Mr Shorten said it was time for that to change.

“Labor now wants victims to have a seat at the table when the royal commission considers what reforms are required to clean up this sector,” Mr Shorten said.

From this week, Labor will hold meetings in towns and cities not visited by the banking royal commission to try to flush out victims of misconduct who have not been given the chance to tell their stories.

They will start in Adelaide on Wednesday and be followed by Geelong on Friday.

Mr Shorten said he and Labor’s financial services spokeswoman, Clare O’Neil, would lead the meetings.

“Misconduct in the financial services sector is a national issue – and Australians across the country deserve their chance to be heard,” Mr Shorten said.

Labor has been calling for the financial services royal commission to be extended to allow more victims to have their say.

So far, just 27 people have testified to the inquiry, despite 9300 having made written submissions.

Moreover, hearings have been held only in Melbourne, Brisbane and Darwin, meaning “regional and rural customers have not had a sufficient chance to have their say”, Mr Shorten said.

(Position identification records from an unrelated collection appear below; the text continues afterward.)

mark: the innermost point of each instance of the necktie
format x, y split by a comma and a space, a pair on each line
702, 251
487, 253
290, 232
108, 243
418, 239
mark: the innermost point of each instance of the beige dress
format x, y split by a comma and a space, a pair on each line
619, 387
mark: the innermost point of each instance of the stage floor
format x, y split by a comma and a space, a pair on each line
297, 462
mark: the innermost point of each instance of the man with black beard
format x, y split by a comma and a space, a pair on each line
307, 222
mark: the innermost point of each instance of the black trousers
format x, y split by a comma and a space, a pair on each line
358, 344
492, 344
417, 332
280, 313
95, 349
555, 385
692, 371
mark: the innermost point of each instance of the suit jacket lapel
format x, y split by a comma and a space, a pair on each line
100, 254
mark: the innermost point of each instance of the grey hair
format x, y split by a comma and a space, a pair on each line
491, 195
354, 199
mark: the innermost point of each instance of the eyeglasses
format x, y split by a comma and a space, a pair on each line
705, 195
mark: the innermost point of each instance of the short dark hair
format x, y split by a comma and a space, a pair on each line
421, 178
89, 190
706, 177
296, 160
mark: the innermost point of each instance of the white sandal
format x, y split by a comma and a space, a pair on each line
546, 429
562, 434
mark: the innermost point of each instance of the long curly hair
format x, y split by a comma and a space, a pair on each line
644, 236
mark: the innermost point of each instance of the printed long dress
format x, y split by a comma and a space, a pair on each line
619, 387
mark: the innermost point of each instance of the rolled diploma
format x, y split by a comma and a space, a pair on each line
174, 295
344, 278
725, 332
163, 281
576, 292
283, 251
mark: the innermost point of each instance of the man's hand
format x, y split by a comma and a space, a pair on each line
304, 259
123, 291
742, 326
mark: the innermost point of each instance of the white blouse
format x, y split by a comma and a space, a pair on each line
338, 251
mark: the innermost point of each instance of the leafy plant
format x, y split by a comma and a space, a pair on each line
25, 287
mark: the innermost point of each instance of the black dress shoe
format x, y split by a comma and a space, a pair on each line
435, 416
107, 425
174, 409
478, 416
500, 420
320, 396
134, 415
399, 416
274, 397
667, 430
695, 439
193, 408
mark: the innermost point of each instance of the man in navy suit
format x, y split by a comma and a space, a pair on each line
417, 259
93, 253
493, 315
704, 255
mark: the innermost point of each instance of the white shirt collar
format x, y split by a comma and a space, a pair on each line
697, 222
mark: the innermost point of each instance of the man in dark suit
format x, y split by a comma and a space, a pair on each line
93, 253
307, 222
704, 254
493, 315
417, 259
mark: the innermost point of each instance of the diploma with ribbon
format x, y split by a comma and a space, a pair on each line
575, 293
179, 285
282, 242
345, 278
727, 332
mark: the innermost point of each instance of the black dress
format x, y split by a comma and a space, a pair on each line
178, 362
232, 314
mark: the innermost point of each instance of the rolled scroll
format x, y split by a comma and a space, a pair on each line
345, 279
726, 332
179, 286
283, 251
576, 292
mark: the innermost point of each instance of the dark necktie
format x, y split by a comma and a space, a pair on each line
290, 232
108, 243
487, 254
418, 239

The government says the commission’s term will be extended if Justice Kenneth Hayne requests it. He has said, however, he wants it completed promptly.

On Tuesday, Nationals senator John Williams added his voice to calls for the inquiry to be extended.

Senator Williams – who played a critical role inside the Coalition in establishing the inquiry – said the more witnesses Justice Hayne heard from, the more he would reveal.

“This royal commission is a one-off, we probably won’t see another one in our lifetime again,” he told ABC radio.

“Let’s get it right, let’s do it right.”

Extending the inquiry would push it well into the next federal election cycle and allow whichever party wins government to deliver on its recommendations.

Throughout the royal commission, Justice Hayne has highlighted an insidious culture of greed over decency permeating the big banks.

In a scathing three-volume interim report released on September 28, he also criticised timid regulators for being far too soft on bad behaviour.

Justice Hayne will hold one further round of public hearings in November to look at the policy questions that will be dealt with in his final report. His final report is due by February 1.

The next federal election is due by May.